Vaclav Havel, 1936-2011

19havel-1324209341879-articleInlineIn the Associated Press, via the NYT:

Mr. Havel left office in 2003, 10 years after Czechoslovakia broke up and a few months before both nations joined the European Union. He was credited with laying the groundwork that brought his Czech Republic into the 27-nation bloc, and was president when it joined NATO in 1999.

Shy and bookish, with wispy mustache and unkempt hair, Mr. Havel came to symbolize the power of the people to peacefully overcome totalitarian rule.

“Truth and love must prevail over lies and hatred,” He famously said. It became his revolutionary motto which he said he strove to live by.

His death reminded me of this exchange in the NYRB. First, Joseph Brodsky:

I’ve decided to write this letter to you because we have something in common: we both are writers. In this line of work, one weighs words more carefully, I believe, than elsewhere before committing them to paper or, for that matter, to the microphone. Even when one finds oneself engaged in a public affair, one tries to do one’s best to avoid catchwords, Latinate expressions, all manner of jargon. In a dialogue, of course, or with two or more interlocutors around, that’s difficult, and may even strike them as pretentiousness. But in a soliloquy or in a monologue it is, I think, attainable, though of course one always tailors one’s diction to one’s audience.

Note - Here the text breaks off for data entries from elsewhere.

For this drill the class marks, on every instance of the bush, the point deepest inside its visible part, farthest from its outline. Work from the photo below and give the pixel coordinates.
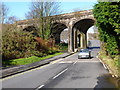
(17, 43)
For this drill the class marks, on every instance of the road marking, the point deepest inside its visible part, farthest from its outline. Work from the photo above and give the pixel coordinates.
(74, 63)
(60, 73)
(24, 72)
(56, 61)
(89, 61)
(102, 63)
(40, 87)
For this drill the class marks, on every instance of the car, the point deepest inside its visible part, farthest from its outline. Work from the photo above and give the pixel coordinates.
(84, 53)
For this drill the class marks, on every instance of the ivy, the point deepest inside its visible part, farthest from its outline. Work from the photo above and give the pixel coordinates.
(107, 15)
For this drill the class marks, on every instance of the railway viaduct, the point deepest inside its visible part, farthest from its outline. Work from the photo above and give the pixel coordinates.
(77, 23)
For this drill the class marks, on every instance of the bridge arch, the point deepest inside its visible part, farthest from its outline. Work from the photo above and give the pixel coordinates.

We have something else in common, Mr. President, and that is our past in our respective police states. To put it less grandly: our prisons, that shortage of space amply made up for by an abundance of time, which, sooner or later, renders one, regardless of one’s temperament, rather contemplative. You spent more time in yours, of course, than I in mine, though I started in mine long before the Prague Spring. Yet in spite of my nearly patriotic belief that the hopelessness of some urine-reeking cement hole in the bowels of Russia awakens one to the arbitrariness of existence faster than what I once pictured as a clean, stuccoed solitary in civilized Prague, as contemplative beings, I think, we might be quite even.

Havel:

For ordinary people in your country of birth, any change aiming at a freer system, at freedom of thought and action, was a step into the unknown. Thanks to your moral strength and talent, you and a relatively small number of other authors continued the work of the great Russian poets, novelists, and essayists of the nineteenth century, and of that handful of irrepressible artists with names like Akhmatova, Tsvetaeva, Mandelstam, Babel, Zoshchenko, and even Pasternak and others.

You longed for freedom, and you won it. When your friends, both intimate and distant, saw you go off to prison to pay for that victory, they might well have said that they were in no danger of experiencing the inconvenience of freedom. Perhaps they gained some dark satisfaction from that.

By contrast, Czechs and Slovaks enjoyed a considerable degree of freedom and democracy in the late nineteenth century under the Austro-Hungarian constitutional monarchy, and even more during Czechoslovakia’s First Republic. The traditions of those times live on in family life and in books. Thus, though the renewal of freedom is difficult and inconvenient in our country too, freedom was never a completely unknown aspect of time, space, and thought.